- Born: March 4, 1951 (age 75) Godalming, Surrey, England
- Genres: Psychedelic folk
- Occupations: Singer-songwriter; musician;
- Instruments: Vocals; guitar; piano;
- Years active: 1969–1971, 1999–present
- Labels: Mushroom Records, Durtro, Preservation Records
- Website: simonfinn.co.uk

= Simon Finn (musician) =

English psychedelic folk musician

Simon Finn (born 4 March 1951) is an English psychedelic folk musician in Godalming, Surrey. He has played shows with Current 93, Graham Coxon, Thurston Moore, Antony and the Johnsons, Blood on a Feather and more.

== Career ==
Simon Finn moved to London in 1967, where his first performance was opening for Al Stewart at the Marquee Club in Soho. He released his Pass the Distance LP in 1970, which in later years attained legendary status as it was so hard to obtain.

The album featured contributions from Robert Buckland, Paul Burwell, Ken Elliot, and David Toop. "Pass the Distance" was remastered and re-released on Durtro/Jnana records in 2004 and again in 2008 on vinyl by Mayfair Music. In the same year, after a thirty-five-year absence from the music scene, he began touring again. His first performance was in support of the band Current 93 at St George the Martyr Church in Toronto in June 2004. Since then, he has performed in Moscow, Athens, Glasgow, Barcelona, New York City, San Francisco, Chicago and many other cities around the world. His second album, Magic Moments, was his first new recording in 35 years and was released by Durtro/Jnana.

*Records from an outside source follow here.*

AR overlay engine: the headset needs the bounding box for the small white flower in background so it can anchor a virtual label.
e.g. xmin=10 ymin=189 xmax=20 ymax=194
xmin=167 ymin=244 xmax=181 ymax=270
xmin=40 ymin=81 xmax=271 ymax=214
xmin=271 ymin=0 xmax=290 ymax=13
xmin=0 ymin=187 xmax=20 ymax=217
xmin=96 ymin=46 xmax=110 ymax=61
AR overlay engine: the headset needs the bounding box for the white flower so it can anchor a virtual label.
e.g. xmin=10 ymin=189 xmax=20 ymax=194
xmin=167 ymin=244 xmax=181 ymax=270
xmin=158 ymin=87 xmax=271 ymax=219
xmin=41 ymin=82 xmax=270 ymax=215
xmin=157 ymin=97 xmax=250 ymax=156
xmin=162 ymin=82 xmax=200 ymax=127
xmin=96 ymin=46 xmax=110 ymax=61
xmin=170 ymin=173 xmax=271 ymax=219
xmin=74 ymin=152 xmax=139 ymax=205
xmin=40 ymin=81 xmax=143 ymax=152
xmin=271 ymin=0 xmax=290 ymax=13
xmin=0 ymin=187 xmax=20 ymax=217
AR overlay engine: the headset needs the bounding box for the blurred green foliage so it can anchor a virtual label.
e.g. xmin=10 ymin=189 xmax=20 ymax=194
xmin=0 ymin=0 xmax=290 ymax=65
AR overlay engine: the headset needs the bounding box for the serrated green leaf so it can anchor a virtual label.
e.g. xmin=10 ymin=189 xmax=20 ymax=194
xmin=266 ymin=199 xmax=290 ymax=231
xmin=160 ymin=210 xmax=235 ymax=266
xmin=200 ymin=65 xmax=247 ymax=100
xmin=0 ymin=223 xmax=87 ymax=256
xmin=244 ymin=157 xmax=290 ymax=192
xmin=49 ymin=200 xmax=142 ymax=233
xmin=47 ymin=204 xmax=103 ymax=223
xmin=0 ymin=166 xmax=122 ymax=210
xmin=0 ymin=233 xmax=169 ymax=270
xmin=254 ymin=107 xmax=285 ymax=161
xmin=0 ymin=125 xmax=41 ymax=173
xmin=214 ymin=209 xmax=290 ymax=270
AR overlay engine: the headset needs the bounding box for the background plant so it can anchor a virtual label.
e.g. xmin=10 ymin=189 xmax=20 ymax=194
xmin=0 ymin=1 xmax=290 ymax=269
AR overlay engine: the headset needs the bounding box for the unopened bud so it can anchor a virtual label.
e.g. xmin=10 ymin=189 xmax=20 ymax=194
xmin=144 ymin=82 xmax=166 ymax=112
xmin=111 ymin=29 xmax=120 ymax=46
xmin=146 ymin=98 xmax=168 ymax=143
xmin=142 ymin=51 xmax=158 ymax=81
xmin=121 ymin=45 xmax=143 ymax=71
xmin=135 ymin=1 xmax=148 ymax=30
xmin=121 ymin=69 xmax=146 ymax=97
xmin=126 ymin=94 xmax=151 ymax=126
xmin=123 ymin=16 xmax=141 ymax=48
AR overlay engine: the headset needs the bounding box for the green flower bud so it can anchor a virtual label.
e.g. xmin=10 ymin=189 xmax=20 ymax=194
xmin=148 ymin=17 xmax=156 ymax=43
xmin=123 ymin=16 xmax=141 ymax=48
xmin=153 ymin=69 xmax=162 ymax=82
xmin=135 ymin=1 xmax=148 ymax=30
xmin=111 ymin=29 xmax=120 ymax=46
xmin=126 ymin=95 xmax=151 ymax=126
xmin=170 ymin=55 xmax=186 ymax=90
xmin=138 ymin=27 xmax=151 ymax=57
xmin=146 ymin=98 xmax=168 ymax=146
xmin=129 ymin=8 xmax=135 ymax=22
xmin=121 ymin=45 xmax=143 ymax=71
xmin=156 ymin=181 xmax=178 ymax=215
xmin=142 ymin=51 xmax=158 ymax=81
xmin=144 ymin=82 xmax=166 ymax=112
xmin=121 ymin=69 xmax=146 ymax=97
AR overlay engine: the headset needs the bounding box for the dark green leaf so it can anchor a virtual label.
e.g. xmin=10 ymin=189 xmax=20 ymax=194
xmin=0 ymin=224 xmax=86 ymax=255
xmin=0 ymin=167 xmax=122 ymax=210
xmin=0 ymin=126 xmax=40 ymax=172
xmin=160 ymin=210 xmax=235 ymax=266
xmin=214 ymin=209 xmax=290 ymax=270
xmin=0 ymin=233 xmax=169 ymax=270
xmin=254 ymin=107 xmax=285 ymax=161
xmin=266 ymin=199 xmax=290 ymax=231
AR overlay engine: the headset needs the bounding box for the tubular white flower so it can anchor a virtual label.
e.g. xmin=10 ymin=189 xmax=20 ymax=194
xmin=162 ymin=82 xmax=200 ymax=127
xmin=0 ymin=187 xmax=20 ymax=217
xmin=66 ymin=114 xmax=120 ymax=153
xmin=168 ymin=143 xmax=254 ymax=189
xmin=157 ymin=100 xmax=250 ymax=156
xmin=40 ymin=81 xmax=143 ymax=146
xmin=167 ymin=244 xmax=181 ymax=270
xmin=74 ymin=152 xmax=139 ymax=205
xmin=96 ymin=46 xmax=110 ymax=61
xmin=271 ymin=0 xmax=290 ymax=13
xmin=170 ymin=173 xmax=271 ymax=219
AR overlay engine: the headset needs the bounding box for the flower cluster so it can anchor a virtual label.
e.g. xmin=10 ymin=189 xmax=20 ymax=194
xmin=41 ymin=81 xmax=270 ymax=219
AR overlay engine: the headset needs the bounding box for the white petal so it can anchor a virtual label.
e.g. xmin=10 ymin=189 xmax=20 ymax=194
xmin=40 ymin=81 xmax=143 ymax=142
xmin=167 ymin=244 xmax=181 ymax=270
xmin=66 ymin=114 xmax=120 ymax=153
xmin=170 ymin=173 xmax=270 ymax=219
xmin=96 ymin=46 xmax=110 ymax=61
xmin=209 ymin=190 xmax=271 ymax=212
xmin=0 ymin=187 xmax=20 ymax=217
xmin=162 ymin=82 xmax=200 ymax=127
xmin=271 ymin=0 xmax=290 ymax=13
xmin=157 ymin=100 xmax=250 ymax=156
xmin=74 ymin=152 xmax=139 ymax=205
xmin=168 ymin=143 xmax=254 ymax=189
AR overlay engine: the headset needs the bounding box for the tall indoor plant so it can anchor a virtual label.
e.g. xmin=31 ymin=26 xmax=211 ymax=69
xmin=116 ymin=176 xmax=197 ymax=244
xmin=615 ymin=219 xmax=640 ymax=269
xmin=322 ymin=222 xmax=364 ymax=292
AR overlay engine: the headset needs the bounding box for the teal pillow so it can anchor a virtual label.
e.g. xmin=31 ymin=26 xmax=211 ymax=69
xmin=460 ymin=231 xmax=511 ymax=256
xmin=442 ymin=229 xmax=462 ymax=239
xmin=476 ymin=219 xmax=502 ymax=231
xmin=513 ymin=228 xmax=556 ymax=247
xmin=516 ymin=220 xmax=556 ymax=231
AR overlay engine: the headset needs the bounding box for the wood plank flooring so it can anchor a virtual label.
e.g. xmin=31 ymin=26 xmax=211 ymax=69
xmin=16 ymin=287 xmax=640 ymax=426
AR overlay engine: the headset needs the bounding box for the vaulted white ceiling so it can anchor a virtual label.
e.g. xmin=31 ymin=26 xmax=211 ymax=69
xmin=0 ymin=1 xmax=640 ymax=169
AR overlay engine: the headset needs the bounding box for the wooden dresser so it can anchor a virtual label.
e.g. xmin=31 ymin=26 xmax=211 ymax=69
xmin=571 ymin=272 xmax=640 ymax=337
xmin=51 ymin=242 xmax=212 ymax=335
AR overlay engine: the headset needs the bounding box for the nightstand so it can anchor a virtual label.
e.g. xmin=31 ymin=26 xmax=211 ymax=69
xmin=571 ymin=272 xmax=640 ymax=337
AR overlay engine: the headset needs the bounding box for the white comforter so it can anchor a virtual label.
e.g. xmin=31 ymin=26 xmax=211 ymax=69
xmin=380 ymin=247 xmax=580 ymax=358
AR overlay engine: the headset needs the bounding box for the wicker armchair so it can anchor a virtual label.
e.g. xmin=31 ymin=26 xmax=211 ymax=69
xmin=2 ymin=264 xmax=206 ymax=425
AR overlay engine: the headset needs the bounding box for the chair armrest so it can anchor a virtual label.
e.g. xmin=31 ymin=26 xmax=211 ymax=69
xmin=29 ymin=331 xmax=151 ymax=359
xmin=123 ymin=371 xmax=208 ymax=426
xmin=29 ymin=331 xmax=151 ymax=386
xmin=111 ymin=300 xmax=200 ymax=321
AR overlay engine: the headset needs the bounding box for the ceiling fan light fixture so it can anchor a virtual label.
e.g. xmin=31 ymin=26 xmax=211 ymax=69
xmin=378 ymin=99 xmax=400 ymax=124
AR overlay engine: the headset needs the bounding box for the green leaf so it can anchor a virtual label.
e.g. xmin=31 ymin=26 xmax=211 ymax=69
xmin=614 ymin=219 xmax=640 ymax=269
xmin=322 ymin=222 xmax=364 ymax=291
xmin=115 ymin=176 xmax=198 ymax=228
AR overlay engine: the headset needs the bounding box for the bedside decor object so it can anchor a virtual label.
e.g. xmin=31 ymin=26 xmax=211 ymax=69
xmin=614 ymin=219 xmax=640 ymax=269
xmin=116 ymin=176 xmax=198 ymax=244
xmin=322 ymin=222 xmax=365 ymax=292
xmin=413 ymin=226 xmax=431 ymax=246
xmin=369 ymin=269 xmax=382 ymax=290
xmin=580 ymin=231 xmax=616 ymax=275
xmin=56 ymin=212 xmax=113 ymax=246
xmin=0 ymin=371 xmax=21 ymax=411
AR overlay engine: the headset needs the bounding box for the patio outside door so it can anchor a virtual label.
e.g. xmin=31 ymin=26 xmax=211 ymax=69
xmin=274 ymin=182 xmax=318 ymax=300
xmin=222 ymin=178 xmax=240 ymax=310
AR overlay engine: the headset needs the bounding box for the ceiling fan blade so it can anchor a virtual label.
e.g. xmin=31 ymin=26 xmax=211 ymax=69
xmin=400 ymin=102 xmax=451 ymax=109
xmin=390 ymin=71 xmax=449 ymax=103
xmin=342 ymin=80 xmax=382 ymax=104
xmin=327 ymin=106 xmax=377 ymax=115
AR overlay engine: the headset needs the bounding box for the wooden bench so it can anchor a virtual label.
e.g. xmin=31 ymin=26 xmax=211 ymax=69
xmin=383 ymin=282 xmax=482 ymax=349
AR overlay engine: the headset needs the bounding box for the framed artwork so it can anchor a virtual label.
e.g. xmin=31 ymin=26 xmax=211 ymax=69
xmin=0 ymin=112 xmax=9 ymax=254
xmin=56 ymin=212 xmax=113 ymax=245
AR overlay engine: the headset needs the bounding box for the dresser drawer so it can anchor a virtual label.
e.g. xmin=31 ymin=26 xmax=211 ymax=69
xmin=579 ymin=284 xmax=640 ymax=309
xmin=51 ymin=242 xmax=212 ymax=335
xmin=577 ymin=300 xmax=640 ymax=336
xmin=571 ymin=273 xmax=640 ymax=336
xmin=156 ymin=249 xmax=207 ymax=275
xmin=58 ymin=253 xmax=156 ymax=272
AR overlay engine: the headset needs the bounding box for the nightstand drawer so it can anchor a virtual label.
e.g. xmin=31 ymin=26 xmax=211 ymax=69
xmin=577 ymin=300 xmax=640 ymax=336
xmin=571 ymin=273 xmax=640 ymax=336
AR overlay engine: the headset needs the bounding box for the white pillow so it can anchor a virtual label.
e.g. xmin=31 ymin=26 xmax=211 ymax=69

Finn resided in Montreal, Canada for most of the interim, and now divides his time between London and Montreal. He had been touring extensively both as a solo artist and as a member of Current 93. He is now again strictly a solo artist. His latest release, Accidental Life, appeared in July 2007 on his own label Ten-to-One. Finn has played shows with Current 93, Graham Coxon, Thurston Moore, Antony and the Johnsons, Blood on a Feather and more.